Set against this urgent backdrop, FPP has begun to support the efforts of coastal community networks who are strongly opposed to the industrial production of prawns for export. Working in conjunction with Nijera Kori, FPP helped to organise a conference which took place in February, 2010, in Khulna, near the Sundarbans and the export-orientated shrimp farms of Bangladesh.
This conference was designed to enable a wide group of coastal community networks from around the world to meet, share experiences and plan a common advocacy strategy. In this regard, the participation of a variety of international organisations that included Redmanglar (Latin America), African Mangrove Network (Nigeria), KIARA (Indonesia), Yadfon Association (Thailand), Instituto Terramar (Brazil) and the ASIA network, ensured an immensely valuable five-day skill-share and strategy meeting.
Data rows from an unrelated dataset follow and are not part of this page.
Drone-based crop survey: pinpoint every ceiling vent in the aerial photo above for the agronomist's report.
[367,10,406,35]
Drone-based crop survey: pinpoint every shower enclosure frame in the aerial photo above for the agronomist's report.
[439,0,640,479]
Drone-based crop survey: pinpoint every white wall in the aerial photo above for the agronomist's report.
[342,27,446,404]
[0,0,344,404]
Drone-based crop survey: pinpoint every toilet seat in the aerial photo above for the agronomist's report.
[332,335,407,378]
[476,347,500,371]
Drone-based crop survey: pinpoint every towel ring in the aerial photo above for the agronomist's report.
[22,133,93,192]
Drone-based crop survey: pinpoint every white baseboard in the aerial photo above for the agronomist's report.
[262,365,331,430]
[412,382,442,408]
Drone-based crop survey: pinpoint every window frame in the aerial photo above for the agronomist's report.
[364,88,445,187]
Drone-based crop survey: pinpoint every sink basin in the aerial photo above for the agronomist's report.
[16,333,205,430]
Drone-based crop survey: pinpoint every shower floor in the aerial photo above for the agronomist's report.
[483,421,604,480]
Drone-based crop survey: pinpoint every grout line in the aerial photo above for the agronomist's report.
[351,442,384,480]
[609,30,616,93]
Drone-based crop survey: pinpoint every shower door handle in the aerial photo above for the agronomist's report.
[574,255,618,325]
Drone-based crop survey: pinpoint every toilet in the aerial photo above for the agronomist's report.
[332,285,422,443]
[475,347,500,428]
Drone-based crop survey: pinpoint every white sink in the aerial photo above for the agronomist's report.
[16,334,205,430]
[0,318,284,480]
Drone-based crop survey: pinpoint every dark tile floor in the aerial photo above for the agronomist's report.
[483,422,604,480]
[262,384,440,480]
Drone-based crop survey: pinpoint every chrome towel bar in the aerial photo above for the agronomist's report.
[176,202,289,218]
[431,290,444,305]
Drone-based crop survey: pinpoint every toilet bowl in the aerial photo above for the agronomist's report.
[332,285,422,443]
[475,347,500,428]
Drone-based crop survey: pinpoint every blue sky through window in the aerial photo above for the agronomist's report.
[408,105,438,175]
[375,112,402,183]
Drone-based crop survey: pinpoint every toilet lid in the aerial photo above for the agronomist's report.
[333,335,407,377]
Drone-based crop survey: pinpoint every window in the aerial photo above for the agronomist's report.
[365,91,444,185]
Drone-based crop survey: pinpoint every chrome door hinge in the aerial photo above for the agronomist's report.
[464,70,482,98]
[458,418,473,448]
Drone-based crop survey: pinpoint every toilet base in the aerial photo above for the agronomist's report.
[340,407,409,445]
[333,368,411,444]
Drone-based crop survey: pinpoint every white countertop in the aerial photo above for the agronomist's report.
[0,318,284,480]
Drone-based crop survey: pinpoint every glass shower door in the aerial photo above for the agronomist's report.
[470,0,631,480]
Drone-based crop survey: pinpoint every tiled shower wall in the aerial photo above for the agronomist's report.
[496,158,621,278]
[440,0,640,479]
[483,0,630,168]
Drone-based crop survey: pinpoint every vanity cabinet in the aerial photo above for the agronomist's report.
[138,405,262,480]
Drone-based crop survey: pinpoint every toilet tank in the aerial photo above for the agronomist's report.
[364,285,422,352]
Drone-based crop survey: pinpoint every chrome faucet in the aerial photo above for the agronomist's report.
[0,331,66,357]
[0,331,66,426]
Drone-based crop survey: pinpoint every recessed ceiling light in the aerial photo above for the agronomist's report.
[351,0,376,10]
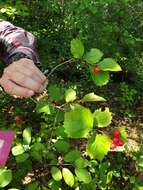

The networks also met with representatives from the Aquaculture Stewardship Scheme, a World Wildlife Fund (WWF)-driven process that is seeking to certify tropical shrimp production for an aquaculture label similar to the Marine Stewardship Council (MSC) eco-label in Europe and the USA.
Conference participants met with communities who have fallen victim to industrial shrimp farming around Khulna, listening to powerful testimonies from women's groups on how the rape and murder of community activists who speak out against the shrimp farms continues to this day. The overarching aim of the field visit was to communicate the importance of human rights issues in the proposed WWF shrimp certification scheme. Set against this shocking backdrop, the coastal networks delivered a powerful critique to the NGOs and industry representatives of the Shrimp Aquaculture Dialogue scheme, highlighting that the marginalised voices of coastal peoples need to be strongly considered in any discussion involving the certification of industrial shrimp aquaculture.